There’s nothing more pretentious than a Canadian art house flick where people take off their clothes and make a statement about fucking. We saw a spate of them in the ‘60s (Jackie Burroughs wherefore art thou?!) and the odd one or two have appeared per decade through the next 30 years. Clement Virgo’s Lie With Me gets his dibs in for the new millennium.

Worse, Virgo’s promo material touts this film as ‘a distaff version of Last Tango in Paris'. It’s not even close. In part Lie With Me is seen from the sexual persona of a young woman, but Tango, fascinating and terrible in its own right, is not about a male’s bedroom analysis of love and sex. It’s about mortality and the fear that strikes us when we approach it.
Lie With Me purports to be about the love/sex debate in taboo-breaking fashion. Well, there aren’t any more taboos and Clement’s depiction of a horny young woman’s journey into a meaningful relationship doesn’t add much to the subject. In fact, you might have to read a festival film guide or two to find out what the film really is about. It’s not there on the screen.

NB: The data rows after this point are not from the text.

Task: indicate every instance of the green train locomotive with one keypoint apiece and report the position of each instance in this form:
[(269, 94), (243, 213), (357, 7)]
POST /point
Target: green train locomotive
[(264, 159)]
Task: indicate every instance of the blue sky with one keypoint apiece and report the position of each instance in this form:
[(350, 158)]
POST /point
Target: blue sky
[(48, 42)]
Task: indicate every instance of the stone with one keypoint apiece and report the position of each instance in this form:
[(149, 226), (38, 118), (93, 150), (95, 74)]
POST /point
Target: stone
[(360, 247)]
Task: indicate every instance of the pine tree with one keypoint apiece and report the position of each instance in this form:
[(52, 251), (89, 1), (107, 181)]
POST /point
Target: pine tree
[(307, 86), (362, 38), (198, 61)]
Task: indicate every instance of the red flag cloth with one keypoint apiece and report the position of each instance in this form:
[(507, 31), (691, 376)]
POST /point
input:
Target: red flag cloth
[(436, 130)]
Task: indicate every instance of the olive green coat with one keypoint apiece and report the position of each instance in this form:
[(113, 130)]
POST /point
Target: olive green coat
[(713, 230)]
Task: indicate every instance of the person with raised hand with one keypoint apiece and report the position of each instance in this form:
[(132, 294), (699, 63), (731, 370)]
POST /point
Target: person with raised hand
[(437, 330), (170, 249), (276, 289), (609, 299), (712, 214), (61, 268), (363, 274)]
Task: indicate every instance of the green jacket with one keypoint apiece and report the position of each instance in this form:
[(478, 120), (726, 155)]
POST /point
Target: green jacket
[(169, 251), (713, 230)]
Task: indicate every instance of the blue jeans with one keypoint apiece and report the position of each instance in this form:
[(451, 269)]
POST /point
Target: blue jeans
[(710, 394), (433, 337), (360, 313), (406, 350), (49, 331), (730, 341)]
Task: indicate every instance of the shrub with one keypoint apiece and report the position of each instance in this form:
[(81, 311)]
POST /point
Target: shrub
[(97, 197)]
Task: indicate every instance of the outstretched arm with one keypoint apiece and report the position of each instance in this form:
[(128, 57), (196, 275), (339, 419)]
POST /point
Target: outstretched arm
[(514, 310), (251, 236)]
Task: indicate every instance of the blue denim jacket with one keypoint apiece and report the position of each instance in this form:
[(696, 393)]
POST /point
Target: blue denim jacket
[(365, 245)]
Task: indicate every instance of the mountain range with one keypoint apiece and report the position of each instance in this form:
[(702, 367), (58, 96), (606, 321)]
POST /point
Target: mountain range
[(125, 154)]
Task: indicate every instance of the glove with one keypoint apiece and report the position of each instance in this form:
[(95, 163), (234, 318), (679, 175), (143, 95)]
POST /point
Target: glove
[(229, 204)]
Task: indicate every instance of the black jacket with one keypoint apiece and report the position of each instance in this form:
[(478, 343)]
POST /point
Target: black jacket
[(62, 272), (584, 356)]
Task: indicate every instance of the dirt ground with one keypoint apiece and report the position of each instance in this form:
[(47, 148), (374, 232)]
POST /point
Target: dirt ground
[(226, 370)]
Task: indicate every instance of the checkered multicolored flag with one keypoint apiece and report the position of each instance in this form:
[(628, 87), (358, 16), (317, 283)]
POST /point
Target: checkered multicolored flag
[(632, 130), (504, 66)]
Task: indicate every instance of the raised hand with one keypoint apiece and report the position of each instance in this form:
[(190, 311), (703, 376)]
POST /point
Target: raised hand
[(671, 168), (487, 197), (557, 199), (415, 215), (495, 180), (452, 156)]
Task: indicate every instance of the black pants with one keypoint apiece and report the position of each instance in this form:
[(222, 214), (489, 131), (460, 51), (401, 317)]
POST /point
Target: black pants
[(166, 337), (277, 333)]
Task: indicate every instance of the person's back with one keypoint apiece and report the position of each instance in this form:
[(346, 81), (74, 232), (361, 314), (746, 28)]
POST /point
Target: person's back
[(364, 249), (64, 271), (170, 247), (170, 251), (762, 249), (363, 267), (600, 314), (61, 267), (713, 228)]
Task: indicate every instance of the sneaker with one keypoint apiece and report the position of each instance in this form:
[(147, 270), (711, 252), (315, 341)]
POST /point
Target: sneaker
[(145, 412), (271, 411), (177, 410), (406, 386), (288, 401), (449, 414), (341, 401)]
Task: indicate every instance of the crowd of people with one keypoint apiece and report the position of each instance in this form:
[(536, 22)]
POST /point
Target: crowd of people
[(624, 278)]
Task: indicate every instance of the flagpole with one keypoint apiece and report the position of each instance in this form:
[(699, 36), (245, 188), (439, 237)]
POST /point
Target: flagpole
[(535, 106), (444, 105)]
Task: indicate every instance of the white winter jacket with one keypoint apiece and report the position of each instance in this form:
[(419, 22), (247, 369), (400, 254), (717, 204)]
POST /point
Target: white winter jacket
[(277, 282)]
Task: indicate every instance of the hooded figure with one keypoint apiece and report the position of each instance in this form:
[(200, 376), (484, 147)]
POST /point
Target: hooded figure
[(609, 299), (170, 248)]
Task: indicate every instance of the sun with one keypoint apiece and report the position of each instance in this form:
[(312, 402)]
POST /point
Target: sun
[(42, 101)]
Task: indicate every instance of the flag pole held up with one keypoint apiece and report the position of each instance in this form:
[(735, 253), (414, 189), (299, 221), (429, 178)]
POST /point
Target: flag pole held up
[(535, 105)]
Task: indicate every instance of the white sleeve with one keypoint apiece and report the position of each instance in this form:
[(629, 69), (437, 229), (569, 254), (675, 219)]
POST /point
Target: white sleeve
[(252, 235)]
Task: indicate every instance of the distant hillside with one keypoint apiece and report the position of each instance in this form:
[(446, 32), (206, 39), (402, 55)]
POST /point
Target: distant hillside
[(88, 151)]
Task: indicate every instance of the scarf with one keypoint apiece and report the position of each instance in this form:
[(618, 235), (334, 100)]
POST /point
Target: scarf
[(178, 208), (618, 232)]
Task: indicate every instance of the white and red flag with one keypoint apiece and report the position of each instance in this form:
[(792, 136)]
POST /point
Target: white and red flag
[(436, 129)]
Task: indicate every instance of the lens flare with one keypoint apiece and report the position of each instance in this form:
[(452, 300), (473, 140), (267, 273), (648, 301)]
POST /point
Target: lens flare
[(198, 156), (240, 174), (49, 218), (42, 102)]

Part of the problem is the V.O. of Leila, the heroine. We hear her interior monologue, but it sounds more like the screenwriters trying to say something than what we get from Leila’s portrayal on the screen. And when you think about the ‘wisdom’ of the V.O.s for a moment, they were most often trite or confusing.
Lauren Lee Smith plays Leila, a promiscuous girl. I use the term ‘girl’ advisedly as in many scenes she looks thirteen except in those when she looks fourteen. She’s as comfortable blowing a complete stranger out behind the nightclub as she is in riding her classic one-speed Schwinn-like bike through the park. The object of her desire/love—you chose—David (Eric Balfour), is a more responsible citizen, except when Leila is oozing pheromones. He a male of the species after all and not too bright.
Smith and Balfour do quite well on their own or with other actors, but don’t muster up much chemistry together. Of course they’re fighting that age-old problem with soft-core porn. Are they or aren’t they really doing it? pulls the viewer out of the moment.
Lie With Me is not a complete loss. There is a dominance theme with Leila’s sexuality that could have been really interesting, but sometimes it’s there and sometimes not. And they’re religious about using condoms, and don’t smoke. But overall, pretty sophomoric stuff.